Winn takes deep pride in his Hall call as the first player inducted out of Niagara Falls.
"I kind of feel like I'm carrying this for the city so people no longer say that we don't have someone in here," Winn said. "To be the first from my hometown to be acknowledged at this level, it motivates me now to pay it forward."
Bona coach Jim Baron with star guard Tim Winn in 1998 at then-Marine Midland Arena.
Winn lives in Charlotte with his wife, Tamaron, and three children. He has worked as a teacher's aide and school administrator in Buffalo and has been in the IT division of Bank of America in Charlotte. He has often returned to Niagara Falls to counsel and help train basketball players and last fall, he opened a basketball training business in Charlotte that has quickly mushroomed into several dozen clients.
"It blew up a lot faster than I ever expected," Winn said. "I went from having like, maybe two or three kids a week to I'm up to 50 or 60 kids a week now. And it's not just about putting cones out and having kids dribble around or shoot jumpers. It's, it's more so mentality, right? This is what it requires to make it. There's a deeper commitment, there's a deeper dedication that has to show up. There's a deeper passion that has to show up in order for you to get to where you want to go."
Winn helped lead Bona to a 21-10 record in his senior year and finally got the Bonnies to where they wanted to be with a berth in the 2000 NCAA Tournament.
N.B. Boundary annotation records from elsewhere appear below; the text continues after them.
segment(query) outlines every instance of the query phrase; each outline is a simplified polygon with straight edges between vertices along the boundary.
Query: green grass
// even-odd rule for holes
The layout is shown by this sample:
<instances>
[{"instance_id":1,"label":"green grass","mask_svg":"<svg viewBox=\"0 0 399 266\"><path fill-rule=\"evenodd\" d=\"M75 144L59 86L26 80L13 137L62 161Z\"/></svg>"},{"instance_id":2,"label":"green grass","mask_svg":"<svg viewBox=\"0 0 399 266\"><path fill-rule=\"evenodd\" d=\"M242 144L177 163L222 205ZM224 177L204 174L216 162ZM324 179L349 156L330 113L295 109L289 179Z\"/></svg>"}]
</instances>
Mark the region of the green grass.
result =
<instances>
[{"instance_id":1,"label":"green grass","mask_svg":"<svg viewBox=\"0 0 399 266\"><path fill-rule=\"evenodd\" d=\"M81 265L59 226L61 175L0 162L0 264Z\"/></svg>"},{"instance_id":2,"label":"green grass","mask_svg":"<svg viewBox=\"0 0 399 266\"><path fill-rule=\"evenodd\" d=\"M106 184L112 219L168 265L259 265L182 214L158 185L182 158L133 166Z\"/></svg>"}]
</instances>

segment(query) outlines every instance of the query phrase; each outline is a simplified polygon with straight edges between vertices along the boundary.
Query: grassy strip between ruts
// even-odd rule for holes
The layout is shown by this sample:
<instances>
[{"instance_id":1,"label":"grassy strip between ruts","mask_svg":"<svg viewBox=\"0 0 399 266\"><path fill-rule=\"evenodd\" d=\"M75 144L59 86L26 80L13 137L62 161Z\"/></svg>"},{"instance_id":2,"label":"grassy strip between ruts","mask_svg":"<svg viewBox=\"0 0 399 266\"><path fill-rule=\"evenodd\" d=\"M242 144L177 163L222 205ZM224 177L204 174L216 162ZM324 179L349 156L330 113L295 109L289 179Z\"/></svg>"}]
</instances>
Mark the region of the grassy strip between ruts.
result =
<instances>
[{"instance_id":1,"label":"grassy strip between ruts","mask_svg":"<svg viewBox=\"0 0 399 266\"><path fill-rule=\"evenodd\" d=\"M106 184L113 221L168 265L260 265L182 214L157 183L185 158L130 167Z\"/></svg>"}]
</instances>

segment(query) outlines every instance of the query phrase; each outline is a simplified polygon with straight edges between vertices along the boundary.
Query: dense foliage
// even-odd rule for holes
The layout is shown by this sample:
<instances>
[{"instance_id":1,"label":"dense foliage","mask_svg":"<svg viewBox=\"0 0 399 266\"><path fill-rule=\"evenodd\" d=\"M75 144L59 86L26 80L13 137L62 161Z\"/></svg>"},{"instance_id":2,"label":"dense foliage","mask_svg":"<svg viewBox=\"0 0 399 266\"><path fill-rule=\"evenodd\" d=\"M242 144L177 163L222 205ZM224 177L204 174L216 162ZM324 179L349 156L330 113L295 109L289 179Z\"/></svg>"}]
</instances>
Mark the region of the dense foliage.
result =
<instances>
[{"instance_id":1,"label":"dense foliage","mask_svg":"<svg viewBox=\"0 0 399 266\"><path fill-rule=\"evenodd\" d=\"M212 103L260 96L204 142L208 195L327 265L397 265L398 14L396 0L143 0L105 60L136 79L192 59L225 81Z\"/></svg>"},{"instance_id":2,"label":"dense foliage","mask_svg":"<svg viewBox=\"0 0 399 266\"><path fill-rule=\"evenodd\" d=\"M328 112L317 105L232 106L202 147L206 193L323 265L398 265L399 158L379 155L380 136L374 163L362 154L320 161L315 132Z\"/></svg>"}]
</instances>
They played the first game on the first day, a Thursday matinee at the Cleveland State Convocation Center. It was one of those classic potential 5-12 upset specials, with the Bonnies battling Kentucky. Bona led late, until a 3-pointer by future NBA champion Tayshaun Prince tied the game with 7.1 seconds left in regulation.
Near the end of the second overtime, Winn had a 3-pointer to forge another tie that rimmed out. The Bonnies lost, 85-80. But how could anyone be considered a loser when they played in a game that will stand the test of time and forever be remembered by Big 4 fans?
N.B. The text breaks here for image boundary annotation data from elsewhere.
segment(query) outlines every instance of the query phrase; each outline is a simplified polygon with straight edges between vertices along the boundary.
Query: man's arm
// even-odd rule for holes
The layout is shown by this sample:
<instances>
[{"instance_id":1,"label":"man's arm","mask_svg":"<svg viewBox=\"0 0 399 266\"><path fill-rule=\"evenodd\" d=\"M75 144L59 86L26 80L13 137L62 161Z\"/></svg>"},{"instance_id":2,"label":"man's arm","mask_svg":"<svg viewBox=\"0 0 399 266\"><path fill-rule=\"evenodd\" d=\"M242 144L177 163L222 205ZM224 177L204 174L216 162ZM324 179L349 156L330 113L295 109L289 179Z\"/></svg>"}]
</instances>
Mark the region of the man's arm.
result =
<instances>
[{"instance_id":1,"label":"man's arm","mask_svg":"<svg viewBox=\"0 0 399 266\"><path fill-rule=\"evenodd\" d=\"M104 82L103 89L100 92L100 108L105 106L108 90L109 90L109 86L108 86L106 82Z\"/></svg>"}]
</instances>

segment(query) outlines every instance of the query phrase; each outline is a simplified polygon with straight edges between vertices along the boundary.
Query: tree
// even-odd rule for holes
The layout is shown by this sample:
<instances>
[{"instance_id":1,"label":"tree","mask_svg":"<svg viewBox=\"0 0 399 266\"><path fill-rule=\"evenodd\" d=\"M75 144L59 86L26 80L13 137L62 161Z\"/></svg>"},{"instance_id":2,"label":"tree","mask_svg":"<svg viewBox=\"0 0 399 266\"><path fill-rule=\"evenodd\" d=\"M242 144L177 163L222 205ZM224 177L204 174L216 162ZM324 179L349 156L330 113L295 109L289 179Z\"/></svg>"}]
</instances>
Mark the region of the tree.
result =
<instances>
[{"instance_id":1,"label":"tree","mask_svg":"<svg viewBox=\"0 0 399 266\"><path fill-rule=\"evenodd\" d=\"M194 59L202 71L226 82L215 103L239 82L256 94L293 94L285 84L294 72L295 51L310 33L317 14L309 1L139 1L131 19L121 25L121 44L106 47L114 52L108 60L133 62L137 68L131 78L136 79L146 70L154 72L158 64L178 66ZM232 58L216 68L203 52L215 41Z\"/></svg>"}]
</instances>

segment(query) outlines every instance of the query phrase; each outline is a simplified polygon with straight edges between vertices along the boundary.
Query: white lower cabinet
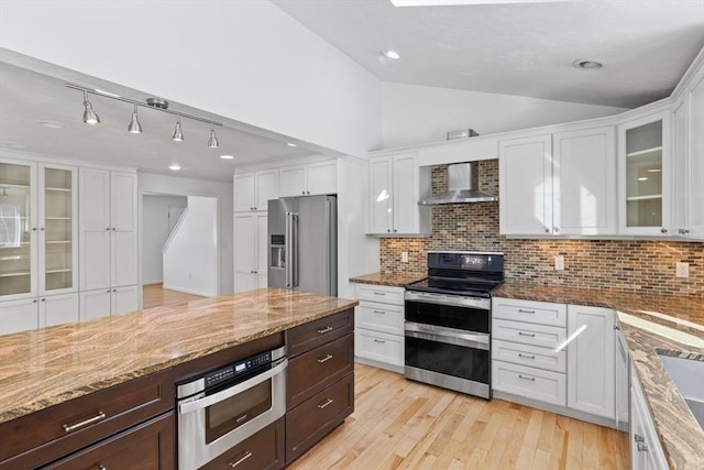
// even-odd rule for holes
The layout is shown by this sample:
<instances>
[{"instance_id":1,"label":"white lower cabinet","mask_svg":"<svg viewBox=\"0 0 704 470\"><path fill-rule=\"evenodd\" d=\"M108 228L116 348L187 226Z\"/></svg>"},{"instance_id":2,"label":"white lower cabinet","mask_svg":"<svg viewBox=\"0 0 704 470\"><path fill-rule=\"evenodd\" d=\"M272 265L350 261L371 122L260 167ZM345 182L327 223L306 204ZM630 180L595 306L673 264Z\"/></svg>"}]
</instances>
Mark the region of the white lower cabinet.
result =
<instances>
[{"instance_id":1,"label":"white lower cabinet","mask_svg":"<svg viewBox=\"0 0 704 470\"><path fill-rule=\"evenodd\" d=\"M359 362L404 370L404 288L356 284L354 353Z\"/></svg>"},{"instance_id":2,"label":"white lower cabinet","mask_svg":"<svg viewBox=\"0 0 704 470\"><path fill-rule=\"evenodd\" d=\"M632 364L630 370L630 468L631 470L669 469L638 373Z\"/></svg>"}]
</instances>

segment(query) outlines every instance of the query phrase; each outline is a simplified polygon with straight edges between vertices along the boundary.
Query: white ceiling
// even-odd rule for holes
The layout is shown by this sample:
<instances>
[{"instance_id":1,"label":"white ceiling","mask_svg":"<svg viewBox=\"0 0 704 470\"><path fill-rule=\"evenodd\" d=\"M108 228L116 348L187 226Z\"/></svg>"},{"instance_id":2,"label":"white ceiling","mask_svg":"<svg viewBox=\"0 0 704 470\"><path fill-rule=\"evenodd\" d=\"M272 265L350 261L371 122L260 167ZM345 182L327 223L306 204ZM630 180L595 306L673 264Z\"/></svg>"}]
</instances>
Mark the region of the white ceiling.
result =
<instances>
[{"instance_id":1,"label":"white ceiling","mask_svg":"<svg viewBox=\"0 0 704 470\"><path fill-rule=\"evenodd\" d=\"M385 81L622 108L668 96L704 46L704 0L271 1ZM606 66L572 66L583 58Z\"/></svg>"}]
</instances>

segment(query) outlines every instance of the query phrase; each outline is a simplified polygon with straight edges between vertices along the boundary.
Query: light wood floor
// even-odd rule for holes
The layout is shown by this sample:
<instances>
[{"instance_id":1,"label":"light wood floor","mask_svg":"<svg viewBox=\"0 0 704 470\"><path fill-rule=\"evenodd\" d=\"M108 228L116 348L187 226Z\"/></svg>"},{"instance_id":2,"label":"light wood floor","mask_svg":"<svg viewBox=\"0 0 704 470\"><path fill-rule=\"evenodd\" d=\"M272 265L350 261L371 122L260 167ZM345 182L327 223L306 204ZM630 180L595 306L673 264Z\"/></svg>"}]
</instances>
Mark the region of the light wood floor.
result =
<instances>
[{"instance_id":1,"label":"light wood floor","mask_svg":"<svg viewBox=\"0 0 704 470\"><path fill-rule=\"evenodd\" d=\"M290 469L628 469L628 437L355 364L355 411Z\"/></svg>"},{"instance_id":2,"label":"light wood floor","mask_svg":"<svg viewBox=\"0 0 704 470\"><path fill-rule=\"evenodd\" d=\"M205 298L199 295L186 294L184 292L169 291L163 284L146 284L142 287L143 308L158 307L161 305L175 304L182 300L196 300Z\"/></svg>"}]
</instances>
To this day, Winn said he's never sat down and watched the game. He regrets that Bona didn't foul Prince to prevent the 3-pointer, a move analytics would often call for now but was considered out-of-the-box and controversial back then.
"You take the lesson. You walk off, we went back to campus and we were heroes," Winn said. "It's for a university. Our chest was poked out further in a loss than it had been for any win that we had. When I went to St. Bonaventure, the idea was to pull them up and put it on a national stage. And when you look back, that's what we did."
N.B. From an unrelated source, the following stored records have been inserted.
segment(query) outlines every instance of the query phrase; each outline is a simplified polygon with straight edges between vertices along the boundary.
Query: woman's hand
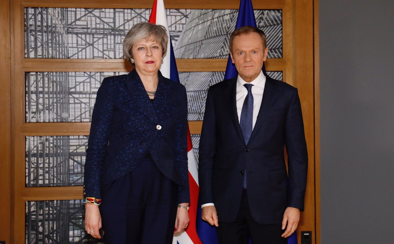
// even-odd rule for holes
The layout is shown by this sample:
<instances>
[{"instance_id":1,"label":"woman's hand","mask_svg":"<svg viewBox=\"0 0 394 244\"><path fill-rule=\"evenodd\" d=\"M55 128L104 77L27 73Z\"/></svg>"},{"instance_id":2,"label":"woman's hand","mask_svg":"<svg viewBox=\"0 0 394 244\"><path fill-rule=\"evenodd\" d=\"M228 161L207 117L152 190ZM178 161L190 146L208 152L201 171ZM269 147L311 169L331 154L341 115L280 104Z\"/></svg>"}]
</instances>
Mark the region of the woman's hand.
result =
<instances>
[{"instance_id":1,"label":"woman's hand","mask_svg":"<svg viewBox=\"0 0 394 244\"><path fill-rule=\"evenodd\" d=\"M101 239L98 230L101 228L101 216L98 206L86 204L85 206L85 229L93 237Z\"/></svg>"},{"instance_id":2,"label":"woman's hand","mask_svg":"<svg viewBox=\"0 0 394 244\"><path fill-rule=\"evenodd\" d=\"M188 203L181 203L180 205L188 206ZM177 218L175 221L175 230L174 233L179 233L182 230L186 229L189 224L189 212L185 209L178 208L177 212Z\"/></svg>"}]
</instances>

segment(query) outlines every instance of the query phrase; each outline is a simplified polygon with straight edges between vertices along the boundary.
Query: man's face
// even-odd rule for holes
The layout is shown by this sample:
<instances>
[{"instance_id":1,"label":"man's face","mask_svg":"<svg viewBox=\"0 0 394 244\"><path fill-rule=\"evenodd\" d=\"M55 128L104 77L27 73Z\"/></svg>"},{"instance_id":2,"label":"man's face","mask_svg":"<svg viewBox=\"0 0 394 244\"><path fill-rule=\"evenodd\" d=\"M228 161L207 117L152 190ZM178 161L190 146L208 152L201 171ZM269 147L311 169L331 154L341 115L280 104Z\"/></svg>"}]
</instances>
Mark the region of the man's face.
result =
<instances>
[{"instance_id":1,"label":"man's face","mask_svg":"<svg viewBox=\"0 0 394 244\"><path fill-rule=\"evenodd\" d=\"M264 48L258 34L251 32L235 37L230 55L238 74L243 80L250 82L260 74L267 59L268 48Z\"/></svg>"}]
</instances>

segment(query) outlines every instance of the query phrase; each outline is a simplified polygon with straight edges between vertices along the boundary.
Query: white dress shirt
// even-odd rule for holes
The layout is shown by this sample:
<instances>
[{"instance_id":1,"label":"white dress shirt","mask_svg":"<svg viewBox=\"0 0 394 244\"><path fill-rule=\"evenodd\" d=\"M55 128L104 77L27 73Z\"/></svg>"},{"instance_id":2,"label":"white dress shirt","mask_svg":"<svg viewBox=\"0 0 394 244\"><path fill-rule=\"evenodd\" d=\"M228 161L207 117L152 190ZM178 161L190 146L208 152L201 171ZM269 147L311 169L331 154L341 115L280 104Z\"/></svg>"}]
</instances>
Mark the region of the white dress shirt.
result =
<instances>
[{"instance_id":1,"label":"white dress shirt","mask_svg":"<svg viewBox=\"0 0 394 244\"><path fill-rule=\"evenodd\" d=\"M237 91L236 99L237 102L237 113L238 114L238 122L241 119L241 112L243 105L243 101L247 95L247 89L243 86L244 84L248 83L243 80L238 75L237 78ZM256 121L257 120L257 115L261 106L261 102L263 100L263 94L264 93L264 87L266 85L266 77L262 71L260 72L260 74L257 78L249 83L253 85L252 87L252 94L253 95L253 128L255 128ZM206 206L215 206L213 203L209 203L203 204L201 208Z\"/></svg>"},{"instance_id":2,"label":"white dress shirt","mask_svg":"<svg viewBox=\"0 0 394 244\"><path fill-rule=\"evenodd\" d=\"M243 80L239 75L237 79L237 94L236 99L237 101L237 113L238 114L238 122L241 120L241 112L243 105L243 101L247 95L247 89L243 86L248 83ZM257 120L257 115L261 106L261 101L263 100L263 93L264 92L264 87L266 85L266 77L262 71L260 72L260 74L257 78L249 83L253 85L252 87L252 94L253 95L253 124L252 128L255 128L256 121Z\"/></svg>"}]
</instances>

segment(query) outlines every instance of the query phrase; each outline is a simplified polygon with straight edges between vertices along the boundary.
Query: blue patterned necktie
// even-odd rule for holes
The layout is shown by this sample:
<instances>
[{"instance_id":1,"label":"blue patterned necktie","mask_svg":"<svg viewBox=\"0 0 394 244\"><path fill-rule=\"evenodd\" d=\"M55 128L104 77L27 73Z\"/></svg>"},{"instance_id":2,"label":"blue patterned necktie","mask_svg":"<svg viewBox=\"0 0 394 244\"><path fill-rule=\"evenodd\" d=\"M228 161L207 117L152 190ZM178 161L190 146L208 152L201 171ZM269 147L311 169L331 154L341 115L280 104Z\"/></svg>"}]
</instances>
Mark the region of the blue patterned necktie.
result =
<instances>
[{"instance_id":1,"label":"blue patterned necktie","mask_svg":"<svg viewBox=\"0 0 394 244\"><path fill-rule=\"evenodd\" d=\"M252 94L251 84L243 85L247 89L247 95L243 101L242 109L241 111L241 118L240 119L240 126L243 136L245 144L247 145L249 139L253 130L253 95ZM246 189L246 169L245 169L243 175L243 189Z\"/></svg>"}]
</instances>

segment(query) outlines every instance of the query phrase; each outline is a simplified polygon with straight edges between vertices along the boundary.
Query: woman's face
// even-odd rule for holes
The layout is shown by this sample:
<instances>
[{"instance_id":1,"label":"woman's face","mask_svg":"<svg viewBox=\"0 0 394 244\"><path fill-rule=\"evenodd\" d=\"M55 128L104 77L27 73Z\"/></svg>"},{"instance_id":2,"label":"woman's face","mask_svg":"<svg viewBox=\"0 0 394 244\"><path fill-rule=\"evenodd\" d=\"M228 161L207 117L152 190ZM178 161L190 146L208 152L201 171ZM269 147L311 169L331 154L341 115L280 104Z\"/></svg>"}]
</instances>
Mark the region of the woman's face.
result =
<instances>
[{"instance_id":1,"label":"woman's face","mask_svg":"<svg viewBox=\"0 0 394 244\"><path fill-rule=\"evenodd\" d=\"M143 39L134 43L132 48L136 69L145 75L157 73L162 64L162 45L156 41Z\"/></svg>"}]
</instances>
After that game, Winn sat on a stool in the Bona locker room still in his uniform and memorably held court with reporters for a half-hour, as if it was a way to keep his career going just a little longer. He analyzed the drama of regulation and the two overtimes, reminisced about his Bona career, laughed at some of the memories and even told a Buffalo News reporter, "You're going to get me all emotional" when asked what the season had meant to him.
"Despite the loss, I had a lot of fun," Winn said that day in Cleveland. "That's what it's all about. If you can't have fun in a game like this, why even do it?"